RADARSUMEDANG.id, Yogyakarta – Mantan Menko Polhukam, Mahfud MD, menyentil Universitas Gadjah Mada (UGM) agar tidak lagi “mati-matian” membela keaslian ijazah Presiden Joko Widodo (Jokowi). Menurut Mahfud, penjelasan yang telah disampaikan UGM sejauh ini sudah sangat memadai.
Mahfud menekankan bahwa tugas UGM seharusnya terbatas pada memberikan klarifikasi akademik yang konkret—bahwa mereka memang menerbitkan ijazah atas nama Jokowi—dan tidak perlu terus-menerus mempertahankan citra dalam ranah publik. “UGM sudah cukup menjelaskan bahwa mereka mengeluarkan ijazah untuk orang bernama Joko Widodo dan tidak perlu lagi membela diri secara berlebihan,” tegasnya dalam podcast di kanal YouTube Mahfud MD Official.

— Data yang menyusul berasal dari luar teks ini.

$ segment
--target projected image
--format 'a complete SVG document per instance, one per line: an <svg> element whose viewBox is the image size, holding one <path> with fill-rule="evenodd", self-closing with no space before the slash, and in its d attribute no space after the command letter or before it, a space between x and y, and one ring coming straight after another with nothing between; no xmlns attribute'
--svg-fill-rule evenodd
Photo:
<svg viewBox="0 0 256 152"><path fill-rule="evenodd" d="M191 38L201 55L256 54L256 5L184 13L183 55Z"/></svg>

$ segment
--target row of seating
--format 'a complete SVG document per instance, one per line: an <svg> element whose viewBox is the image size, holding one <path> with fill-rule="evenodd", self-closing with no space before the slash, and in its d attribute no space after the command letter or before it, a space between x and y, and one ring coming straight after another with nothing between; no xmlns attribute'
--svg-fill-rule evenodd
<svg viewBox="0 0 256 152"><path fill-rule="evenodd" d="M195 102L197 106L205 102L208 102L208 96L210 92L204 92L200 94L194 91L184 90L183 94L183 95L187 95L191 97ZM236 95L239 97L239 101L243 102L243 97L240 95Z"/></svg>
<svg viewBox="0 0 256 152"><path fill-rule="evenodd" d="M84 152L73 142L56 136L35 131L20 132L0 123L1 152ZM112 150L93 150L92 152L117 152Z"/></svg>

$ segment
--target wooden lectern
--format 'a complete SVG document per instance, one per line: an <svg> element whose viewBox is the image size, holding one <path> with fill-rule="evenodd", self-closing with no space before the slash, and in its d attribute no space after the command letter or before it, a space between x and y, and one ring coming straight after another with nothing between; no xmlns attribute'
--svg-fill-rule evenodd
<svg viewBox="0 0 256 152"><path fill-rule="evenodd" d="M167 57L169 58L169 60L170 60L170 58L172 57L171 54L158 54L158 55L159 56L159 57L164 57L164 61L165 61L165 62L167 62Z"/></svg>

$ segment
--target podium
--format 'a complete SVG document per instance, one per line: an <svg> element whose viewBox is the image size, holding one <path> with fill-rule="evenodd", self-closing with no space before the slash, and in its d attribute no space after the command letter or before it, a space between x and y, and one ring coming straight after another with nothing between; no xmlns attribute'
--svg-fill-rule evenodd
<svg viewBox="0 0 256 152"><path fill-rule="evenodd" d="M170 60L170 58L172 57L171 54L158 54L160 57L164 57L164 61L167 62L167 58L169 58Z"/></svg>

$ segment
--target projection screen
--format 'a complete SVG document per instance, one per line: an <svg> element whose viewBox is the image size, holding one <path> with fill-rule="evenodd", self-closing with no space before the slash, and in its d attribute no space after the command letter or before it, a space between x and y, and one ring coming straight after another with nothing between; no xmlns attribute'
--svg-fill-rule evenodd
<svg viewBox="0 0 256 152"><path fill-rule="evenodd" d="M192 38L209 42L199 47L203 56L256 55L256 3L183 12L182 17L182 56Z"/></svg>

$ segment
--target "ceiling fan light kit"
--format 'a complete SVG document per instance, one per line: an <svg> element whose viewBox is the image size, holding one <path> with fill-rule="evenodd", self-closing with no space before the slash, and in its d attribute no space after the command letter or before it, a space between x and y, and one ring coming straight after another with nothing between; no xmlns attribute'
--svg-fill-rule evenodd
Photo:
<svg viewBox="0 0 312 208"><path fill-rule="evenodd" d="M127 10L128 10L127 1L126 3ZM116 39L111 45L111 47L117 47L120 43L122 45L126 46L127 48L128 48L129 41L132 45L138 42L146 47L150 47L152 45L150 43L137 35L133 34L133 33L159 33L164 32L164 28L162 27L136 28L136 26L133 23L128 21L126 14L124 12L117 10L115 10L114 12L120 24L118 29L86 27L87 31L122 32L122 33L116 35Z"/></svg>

Lebih lanjut, Mahfud menyarankan agar perdebatan soal ijazah diarahkan ke jalur hukum. “Jika memang ada unsur pemalsuan atau kebohongan, maka ranahnya adalah pidana yang harus dibuktikan di muka persidangan, bukan sekadar opini,” ujarnya.
Langkah Mahfud ini merespon klarifikasi UGM yang disampaikan oleh Rektor Ova Emilia melalui kanal resmi. Dalam klarifikasi tersebut, UGM menyatakan bahwa mereka menyimpan dokumen akademik Jokowi sejak penerimaan, perkuliahan hingga prosesi wisuda tahun 1985—bahkan menegaskan bahwa mandat akademik universitas terhadap alumni selesai pasca wisuda.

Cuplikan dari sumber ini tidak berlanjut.